Wie werden Seelsorger für Ihre Einsätze geschult?

Für den häuslichen Bereich, wenn jemand eines natürlichen Todes verstirbt, ist grundsätzlich jeder Gemeindepastor als Seelsorger ausgebildet. Bei Einsätzen im öffentlichen Raum kann ich auf eine Gruppe von fünf speziell ausgebildeten Pastoren zurückgreifen. Sie sind darin geschult, wie man sich am Tat- oder Unfallort bewegt, mit der Öffentlichkeit umgeht oder große Gruppen beispielsweise bei einem Busunfall betreut. Diese Arbeit ist grundsätzlich freiwillig.

War der Einsatz in Wedel einer der schlimmsten, die Sie in Ihrer Arbeit als Seelsorger erlebt haben?
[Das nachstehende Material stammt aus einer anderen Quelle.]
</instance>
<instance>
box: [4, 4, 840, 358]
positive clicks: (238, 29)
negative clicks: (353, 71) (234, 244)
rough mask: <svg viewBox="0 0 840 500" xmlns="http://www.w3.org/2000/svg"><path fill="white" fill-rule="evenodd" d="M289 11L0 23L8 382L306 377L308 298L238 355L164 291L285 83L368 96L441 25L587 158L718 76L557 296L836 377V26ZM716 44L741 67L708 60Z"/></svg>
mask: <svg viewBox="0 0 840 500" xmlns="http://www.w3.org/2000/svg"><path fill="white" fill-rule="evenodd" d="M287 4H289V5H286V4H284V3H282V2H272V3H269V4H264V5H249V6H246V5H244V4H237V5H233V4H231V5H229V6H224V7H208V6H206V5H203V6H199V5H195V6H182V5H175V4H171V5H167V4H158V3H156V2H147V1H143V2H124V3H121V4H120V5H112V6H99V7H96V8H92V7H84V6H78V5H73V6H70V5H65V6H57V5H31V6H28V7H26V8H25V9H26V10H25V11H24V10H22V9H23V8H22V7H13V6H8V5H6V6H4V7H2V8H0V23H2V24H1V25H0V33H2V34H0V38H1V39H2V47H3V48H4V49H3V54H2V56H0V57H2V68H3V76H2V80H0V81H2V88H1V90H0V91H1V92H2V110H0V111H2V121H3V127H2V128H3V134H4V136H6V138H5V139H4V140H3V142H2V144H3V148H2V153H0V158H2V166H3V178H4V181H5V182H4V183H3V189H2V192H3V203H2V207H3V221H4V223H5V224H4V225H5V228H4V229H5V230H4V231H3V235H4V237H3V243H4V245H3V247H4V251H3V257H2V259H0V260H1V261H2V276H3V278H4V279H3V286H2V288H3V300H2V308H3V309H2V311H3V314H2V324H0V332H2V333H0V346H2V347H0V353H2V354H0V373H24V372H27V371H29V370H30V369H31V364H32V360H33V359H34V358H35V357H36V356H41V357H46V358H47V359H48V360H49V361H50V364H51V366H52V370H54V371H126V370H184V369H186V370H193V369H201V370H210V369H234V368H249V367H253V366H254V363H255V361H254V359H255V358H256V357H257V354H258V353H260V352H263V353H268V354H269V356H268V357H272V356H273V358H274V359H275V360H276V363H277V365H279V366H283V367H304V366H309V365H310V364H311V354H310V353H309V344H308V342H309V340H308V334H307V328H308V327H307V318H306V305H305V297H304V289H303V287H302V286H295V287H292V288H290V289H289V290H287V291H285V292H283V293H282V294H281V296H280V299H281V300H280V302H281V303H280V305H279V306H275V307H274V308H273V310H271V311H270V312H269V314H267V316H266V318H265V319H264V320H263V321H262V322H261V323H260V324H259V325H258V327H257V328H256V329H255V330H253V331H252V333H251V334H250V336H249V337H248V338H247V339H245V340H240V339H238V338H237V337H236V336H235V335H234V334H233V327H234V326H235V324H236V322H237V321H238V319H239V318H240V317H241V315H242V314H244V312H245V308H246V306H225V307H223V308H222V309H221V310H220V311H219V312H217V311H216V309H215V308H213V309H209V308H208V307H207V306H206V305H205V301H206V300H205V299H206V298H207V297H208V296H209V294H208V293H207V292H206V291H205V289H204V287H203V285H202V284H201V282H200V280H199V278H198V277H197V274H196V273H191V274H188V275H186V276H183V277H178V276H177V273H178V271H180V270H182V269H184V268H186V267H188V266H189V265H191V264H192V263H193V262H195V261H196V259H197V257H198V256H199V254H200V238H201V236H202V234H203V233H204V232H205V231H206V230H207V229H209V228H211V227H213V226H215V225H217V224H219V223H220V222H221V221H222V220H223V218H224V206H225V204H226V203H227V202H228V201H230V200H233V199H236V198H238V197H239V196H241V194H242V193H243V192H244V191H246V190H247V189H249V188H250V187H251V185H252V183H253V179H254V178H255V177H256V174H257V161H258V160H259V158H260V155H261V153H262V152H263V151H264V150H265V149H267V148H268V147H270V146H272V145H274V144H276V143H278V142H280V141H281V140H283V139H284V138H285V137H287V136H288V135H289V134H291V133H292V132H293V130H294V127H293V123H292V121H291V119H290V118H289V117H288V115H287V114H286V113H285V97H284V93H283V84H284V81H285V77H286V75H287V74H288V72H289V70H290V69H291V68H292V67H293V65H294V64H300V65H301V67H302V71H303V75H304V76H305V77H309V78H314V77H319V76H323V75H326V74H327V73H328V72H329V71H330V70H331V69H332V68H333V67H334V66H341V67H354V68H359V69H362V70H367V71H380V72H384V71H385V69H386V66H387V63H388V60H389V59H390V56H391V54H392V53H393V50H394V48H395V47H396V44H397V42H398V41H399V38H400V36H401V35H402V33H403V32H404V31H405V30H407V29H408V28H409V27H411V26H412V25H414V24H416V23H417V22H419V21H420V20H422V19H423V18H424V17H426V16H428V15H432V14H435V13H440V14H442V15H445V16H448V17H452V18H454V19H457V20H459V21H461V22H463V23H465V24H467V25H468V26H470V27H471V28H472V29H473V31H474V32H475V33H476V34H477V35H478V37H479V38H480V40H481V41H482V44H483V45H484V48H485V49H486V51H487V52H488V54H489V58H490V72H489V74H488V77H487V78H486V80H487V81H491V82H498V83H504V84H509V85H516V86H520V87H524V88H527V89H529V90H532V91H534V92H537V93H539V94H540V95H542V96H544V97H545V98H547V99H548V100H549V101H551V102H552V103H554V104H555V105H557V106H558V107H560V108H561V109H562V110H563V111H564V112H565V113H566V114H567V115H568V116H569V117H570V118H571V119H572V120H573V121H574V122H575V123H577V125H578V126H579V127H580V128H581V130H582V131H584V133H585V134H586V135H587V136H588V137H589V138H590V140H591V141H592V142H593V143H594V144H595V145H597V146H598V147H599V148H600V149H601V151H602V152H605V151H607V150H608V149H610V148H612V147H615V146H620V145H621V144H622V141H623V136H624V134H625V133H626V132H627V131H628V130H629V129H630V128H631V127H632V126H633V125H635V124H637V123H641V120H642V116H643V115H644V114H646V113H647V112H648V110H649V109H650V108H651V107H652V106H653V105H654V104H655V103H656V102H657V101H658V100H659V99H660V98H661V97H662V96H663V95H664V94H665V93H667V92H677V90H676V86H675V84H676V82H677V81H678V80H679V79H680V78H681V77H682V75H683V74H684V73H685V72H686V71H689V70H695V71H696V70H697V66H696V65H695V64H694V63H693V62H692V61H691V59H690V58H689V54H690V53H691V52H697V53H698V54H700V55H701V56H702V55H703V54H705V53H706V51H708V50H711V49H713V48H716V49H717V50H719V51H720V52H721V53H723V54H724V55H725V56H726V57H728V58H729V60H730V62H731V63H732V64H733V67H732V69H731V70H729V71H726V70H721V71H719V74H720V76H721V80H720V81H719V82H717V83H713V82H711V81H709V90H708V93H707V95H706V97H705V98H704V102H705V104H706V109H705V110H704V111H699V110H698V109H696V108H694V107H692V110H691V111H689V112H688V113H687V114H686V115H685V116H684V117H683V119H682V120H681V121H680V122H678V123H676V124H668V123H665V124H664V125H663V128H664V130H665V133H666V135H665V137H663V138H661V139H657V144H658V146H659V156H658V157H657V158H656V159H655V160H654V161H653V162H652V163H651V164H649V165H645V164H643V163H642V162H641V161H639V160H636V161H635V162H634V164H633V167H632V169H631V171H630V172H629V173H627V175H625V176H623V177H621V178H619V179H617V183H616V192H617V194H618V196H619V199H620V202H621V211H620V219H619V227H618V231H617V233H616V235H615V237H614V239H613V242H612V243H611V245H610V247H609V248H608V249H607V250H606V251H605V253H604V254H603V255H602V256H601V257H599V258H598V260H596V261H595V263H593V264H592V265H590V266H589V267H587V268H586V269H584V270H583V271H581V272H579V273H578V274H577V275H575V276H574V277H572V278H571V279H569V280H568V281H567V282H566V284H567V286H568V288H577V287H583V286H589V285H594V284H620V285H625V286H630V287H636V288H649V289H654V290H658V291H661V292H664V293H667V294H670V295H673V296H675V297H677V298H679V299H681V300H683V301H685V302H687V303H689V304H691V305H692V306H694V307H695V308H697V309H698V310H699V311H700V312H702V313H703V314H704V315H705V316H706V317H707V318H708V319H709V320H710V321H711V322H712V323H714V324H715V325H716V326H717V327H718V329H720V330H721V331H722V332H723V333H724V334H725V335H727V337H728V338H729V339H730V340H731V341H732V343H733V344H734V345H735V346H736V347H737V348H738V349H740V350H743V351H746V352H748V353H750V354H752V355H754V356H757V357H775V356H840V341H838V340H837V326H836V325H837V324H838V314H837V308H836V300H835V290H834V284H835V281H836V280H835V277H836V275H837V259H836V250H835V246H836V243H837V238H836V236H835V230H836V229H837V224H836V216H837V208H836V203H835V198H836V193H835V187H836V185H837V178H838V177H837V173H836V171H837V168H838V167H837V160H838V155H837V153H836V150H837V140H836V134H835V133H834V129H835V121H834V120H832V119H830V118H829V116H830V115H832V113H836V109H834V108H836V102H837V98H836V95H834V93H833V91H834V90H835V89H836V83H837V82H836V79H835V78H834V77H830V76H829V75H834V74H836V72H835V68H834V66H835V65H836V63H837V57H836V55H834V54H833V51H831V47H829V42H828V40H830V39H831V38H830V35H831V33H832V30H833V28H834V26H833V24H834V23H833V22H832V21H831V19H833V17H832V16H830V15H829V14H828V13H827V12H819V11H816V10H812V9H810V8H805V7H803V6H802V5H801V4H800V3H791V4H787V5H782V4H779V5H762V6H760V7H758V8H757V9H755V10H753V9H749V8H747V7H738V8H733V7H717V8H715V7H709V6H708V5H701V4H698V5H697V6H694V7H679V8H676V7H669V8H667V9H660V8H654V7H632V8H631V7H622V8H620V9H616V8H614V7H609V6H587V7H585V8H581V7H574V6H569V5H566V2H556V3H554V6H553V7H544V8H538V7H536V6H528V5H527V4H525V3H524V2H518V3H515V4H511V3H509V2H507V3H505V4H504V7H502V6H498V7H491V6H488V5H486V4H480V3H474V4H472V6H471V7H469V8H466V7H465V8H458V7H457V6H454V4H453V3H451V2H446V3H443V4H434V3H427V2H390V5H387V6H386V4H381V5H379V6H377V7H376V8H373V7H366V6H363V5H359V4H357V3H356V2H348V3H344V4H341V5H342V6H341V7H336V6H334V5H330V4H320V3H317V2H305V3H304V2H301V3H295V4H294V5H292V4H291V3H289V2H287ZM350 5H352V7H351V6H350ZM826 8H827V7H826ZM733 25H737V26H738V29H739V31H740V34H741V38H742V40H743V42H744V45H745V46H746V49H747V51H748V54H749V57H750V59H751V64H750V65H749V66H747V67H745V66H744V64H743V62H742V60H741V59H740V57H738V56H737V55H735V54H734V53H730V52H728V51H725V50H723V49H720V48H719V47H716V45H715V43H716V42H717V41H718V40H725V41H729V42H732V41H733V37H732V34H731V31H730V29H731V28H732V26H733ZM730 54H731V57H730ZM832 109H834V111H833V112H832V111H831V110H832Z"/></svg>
Nein. In mehr als 20 Jahren Notfallseelsorge habe ich mehrfach solch schlimme Ereignisse miterlebt. Auch wenn die Arbeit manchmal schwer fällt, mache ich sie gern.

Spurlos gehen die menschlichen Dramen auch nicht an den Helfern vorbei. Wer hilft den Notfallseelsorgern?

Die Einsätze werden mit Amtsgeschwistern (so nennen sich die Pastoren untereinander, Anm. d. Redaktion) im Gespräch aufbereitet. Außerdem steht eine ausgebildete Supervisorin für persönliche Nachgespräche bereit.